This week, Uber disclosed that it is cutting 400 jobs from its marketing team of over 1,200. According to the company, the internal restructuring is in line with the aim of making its brand message more consistent, improving efficiency and above all, reducing costs. Its first earnings report as a publicly-traded company showed that Uber had a loss of $1 billion against a revenue of $3.1 billion in the first quarter of this year.
While the first two reasons given for the layoff are peculiar to the ride-hailing giant, the latter objective of cutting costs is a goal shared by many international corporations and has resulted in a wave of mass layoffs this year.
Just over a week ago reports surfaced of imminent massive job cuts by Nissan. The rumors were later confirmed by the Japanese automobile manufacturer that it was cutting a whopping 12,500 jobs around the globe (nine percent of its workforce). It also plans to reduce production capacity as well as the size of its line-up by 10 percent each by the end of the 2022 financial year.
Nissan, which employs around 139,000 people, is in the midst of a ‘five-alarm’ crisis at the moment. At the core of the automaker’s crisis is its volume first strategy which was employed for much of the past decade under former Chairman, Carlos Ghosn. The strategy which worked well in the face of a demand boom during the economic recovery has in the past two years led to high operating costs, excess production capacity, and low per-unit profits.

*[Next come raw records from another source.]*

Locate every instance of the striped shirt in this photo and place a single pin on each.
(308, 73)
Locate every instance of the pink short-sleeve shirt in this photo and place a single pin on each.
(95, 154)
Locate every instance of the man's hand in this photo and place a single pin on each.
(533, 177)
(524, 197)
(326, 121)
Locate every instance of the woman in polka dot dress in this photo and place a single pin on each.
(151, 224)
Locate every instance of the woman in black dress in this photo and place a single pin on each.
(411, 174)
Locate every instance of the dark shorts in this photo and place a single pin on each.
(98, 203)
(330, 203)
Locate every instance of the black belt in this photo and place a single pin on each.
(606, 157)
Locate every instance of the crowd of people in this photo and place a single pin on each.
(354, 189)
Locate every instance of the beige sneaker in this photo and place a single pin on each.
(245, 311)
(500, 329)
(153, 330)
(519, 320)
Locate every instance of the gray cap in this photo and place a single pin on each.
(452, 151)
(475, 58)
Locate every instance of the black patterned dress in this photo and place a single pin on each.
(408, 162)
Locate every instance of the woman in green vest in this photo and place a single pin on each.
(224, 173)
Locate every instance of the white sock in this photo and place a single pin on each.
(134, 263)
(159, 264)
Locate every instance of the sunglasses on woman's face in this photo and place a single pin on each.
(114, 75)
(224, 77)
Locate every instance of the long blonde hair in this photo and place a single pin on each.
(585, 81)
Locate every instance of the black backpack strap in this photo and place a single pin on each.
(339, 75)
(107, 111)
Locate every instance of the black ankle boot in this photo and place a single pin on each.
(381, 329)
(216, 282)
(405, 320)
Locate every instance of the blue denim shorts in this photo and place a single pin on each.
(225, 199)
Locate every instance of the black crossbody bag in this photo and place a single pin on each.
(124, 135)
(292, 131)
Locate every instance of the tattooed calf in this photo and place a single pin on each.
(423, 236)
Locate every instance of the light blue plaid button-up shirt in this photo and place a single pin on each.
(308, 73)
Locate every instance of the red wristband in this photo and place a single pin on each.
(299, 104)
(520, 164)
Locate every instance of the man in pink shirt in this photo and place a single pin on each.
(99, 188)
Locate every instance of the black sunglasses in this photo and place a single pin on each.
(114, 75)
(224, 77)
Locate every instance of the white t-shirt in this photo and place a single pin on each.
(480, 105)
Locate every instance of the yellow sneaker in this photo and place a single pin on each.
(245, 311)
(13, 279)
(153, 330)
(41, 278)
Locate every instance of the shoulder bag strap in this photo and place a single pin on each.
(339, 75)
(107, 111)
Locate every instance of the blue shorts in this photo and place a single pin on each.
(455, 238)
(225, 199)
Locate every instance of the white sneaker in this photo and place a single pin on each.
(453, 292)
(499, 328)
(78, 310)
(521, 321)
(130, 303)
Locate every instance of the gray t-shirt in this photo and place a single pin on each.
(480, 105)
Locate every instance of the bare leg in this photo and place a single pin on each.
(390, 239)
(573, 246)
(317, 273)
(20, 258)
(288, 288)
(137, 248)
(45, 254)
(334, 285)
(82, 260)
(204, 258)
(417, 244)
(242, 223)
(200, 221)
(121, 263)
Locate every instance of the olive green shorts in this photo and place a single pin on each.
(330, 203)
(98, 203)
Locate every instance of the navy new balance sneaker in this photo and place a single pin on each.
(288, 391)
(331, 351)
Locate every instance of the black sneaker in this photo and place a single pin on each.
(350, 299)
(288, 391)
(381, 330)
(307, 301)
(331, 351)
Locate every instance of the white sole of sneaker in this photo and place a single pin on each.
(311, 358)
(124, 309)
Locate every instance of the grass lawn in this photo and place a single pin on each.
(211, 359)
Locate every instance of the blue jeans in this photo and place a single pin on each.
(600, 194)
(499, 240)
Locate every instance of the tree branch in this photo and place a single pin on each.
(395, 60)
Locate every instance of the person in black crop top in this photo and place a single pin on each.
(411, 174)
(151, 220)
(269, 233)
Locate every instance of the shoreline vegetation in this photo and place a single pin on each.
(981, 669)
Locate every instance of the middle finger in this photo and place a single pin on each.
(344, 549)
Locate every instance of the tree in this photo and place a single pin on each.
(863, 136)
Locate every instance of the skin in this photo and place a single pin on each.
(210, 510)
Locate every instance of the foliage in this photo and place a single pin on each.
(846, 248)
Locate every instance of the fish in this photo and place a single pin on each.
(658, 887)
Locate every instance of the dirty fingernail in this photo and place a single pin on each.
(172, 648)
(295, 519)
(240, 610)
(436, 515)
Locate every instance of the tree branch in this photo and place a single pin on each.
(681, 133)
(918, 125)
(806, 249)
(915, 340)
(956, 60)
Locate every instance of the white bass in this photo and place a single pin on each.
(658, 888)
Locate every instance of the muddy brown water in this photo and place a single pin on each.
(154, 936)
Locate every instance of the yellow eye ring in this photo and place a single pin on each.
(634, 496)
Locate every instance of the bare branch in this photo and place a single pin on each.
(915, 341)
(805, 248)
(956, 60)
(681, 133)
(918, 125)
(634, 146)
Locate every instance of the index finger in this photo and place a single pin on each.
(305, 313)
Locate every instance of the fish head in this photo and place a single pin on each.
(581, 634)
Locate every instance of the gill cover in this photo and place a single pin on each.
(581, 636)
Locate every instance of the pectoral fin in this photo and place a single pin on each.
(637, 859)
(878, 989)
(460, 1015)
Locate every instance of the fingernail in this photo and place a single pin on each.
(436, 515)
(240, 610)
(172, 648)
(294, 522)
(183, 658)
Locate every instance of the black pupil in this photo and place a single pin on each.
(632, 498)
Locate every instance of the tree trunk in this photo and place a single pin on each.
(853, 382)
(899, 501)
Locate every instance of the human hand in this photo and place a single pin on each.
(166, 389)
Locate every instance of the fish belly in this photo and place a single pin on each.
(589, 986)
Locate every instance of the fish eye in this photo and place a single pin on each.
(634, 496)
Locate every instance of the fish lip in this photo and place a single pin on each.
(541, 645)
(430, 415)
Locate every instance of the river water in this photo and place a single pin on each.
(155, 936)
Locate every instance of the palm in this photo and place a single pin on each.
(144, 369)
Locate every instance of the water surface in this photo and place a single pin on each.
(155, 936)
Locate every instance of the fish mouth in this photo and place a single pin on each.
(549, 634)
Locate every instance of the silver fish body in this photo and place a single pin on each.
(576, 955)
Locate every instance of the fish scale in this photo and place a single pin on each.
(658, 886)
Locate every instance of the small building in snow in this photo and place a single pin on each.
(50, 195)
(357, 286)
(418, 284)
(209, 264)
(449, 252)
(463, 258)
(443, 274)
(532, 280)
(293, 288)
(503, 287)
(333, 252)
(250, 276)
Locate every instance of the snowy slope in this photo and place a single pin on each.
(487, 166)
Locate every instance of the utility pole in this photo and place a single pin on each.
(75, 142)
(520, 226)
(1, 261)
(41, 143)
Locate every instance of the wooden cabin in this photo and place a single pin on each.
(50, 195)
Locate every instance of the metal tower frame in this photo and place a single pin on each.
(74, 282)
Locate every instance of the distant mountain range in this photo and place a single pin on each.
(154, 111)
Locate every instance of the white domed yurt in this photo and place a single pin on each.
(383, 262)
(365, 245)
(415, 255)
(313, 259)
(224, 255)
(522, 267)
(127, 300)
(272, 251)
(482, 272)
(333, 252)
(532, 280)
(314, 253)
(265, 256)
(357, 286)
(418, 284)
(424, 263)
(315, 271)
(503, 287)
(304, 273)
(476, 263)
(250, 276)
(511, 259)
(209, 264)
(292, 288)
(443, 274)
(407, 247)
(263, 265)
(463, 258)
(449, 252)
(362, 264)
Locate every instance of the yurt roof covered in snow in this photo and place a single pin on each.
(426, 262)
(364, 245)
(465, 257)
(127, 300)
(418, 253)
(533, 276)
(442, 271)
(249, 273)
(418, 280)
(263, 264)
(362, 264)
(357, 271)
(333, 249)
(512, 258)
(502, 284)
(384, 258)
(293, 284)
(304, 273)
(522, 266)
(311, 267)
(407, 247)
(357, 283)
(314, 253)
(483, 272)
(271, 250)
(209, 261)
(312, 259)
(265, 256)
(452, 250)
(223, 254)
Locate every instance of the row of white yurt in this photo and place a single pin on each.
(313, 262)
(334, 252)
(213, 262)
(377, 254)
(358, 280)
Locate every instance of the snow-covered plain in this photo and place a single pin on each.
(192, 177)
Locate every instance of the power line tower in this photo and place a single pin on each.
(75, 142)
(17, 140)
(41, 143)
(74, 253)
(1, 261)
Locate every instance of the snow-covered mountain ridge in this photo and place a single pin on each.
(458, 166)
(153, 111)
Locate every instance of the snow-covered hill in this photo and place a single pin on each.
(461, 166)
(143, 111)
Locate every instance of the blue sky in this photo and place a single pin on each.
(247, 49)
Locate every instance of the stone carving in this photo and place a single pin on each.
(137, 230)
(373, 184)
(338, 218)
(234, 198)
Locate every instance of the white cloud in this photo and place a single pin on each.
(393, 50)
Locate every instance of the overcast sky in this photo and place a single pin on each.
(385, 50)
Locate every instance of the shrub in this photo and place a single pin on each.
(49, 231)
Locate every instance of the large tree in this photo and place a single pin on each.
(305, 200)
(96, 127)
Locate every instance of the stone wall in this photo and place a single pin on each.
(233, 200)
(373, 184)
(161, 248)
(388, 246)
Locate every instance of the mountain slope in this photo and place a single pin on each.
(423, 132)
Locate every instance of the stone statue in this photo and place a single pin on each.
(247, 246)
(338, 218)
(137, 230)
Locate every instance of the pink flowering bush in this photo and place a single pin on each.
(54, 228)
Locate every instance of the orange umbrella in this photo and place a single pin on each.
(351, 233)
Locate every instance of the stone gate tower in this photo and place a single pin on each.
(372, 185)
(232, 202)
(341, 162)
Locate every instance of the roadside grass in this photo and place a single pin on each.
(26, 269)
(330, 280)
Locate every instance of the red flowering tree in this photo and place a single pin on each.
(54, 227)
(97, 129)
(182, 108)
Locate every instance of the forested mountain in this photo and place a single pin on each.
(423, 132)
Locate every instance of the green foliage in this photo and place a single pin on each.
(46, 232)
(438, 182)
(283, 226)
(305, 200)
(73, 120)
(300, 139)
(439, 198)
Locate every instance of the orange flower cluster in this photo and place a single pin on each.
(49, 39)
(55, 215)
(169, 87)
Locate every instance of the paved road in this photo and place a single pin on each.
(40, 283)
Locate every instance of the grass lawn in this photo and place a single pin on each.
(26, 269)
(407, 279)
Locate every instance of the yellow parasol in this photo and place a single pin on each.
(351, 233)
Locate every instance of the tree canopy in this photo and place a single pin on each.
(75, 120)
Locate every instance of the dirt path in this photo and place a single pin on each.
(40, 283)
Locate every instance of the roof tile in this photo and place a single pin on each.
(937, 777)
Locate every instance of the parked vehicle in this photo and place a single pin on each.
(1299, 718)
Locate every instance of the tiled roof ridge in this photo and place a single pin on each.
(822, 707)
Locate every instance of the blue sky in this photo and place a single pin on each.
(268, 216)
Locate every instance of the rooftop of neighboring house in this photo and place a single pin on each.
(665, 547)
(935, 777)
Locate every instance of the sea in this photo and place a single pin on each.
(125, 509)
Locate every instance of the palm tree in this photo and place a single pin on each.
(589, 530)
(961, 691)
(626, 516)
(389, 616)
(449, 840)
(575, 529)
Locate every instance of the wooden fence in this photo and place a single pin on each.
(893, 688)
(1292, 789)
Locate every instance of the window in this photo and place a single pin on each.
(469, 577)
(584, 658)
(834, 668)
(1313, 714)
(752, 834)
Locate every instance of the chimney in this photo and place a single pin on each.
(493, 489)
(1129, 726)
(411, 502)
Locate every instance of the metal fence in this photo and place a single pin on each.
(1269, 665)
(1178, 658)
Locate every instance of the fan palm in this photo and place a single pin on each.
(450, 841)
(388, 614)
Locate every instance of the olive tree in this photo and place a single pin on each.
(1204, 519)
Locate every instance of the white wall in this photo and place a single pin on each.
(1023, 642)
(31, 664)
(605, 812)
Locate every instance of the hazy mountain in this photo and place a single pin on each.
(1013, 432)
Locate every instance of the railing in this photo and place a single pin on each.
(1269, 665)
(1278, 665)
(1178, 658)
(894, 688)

In addition, Nissan has a much lower operating profit margin than its competitors. In 2018, Toyota’s operating profit margin was over 8 percent, while Nissan’s stood at 4 percent. Halfway through 2019, the margin has slid further to 0.1 percent, according to the recent quarterly results. In a matter of just three months, the car maker’s crisis appears to have accelerated wildly, leading to the huge layoff.
Fellow automobile maker, Ford Motor, told employees in May of a plan to cut roughly 10 percent of its global salaried staff by August as part of a companywide “redesign” which will eliminate 7,000 white-collar jobs and save the company about $600 million a year. As reported by the Detroit News, the layoff is part of the American car maker’s goal of cutting $25.5 billion in operating costs over the next few years. This is coupled with the $11 billion re-design, which includes the salaried workforce cutbacks.
Over in Africa, leading entertainment company, Multichoice Group, announced a restructuring of its business about a month ago. The move was seen as a response to changing trends in the market and involved the shedding of over 2,000 jobs at its call centers and walk-in services over a two-month period.
South Africa-based MultiChoice, which competes with Netflix in online streaming via Showmax, has over the past three years seen a steady decline in the number of customer telephone calls and e-mails into its call centers and walk-ins to its customer service centers. In contrast, self-service digital channels have continued to grow, now accounting for 70 percent of all its customer service contacts. In line with changing customer behavior, the ideal action was to reduce the workforce, ultimately avoiding unnecessary operational costs.
Among other notable cost-inspired mass layoffs this year, particularly in the global financial space, are 18,000 job cuts globally by Germany’s Deutsche Bank (one of the biggest overhauls to an investment bank since the aftermath of the 2008/2009 financial crisis). Also, New York-based Citigroup plans to cut hundreds of jobs in its trading division amid an industrywide slump in revenue this year.
Meanwhile, international financial services behemoth, HSBC, is laying off of up to 500 jobs from its global banking and markets business; and the CEO of Nordea Bank, the largest financial services group in the Nordic countries, recently hinted at more job cuts by saying redundancies need to continue if the lender is to achieve its goals. This comes less than two years after announcing 6,000 layoffs.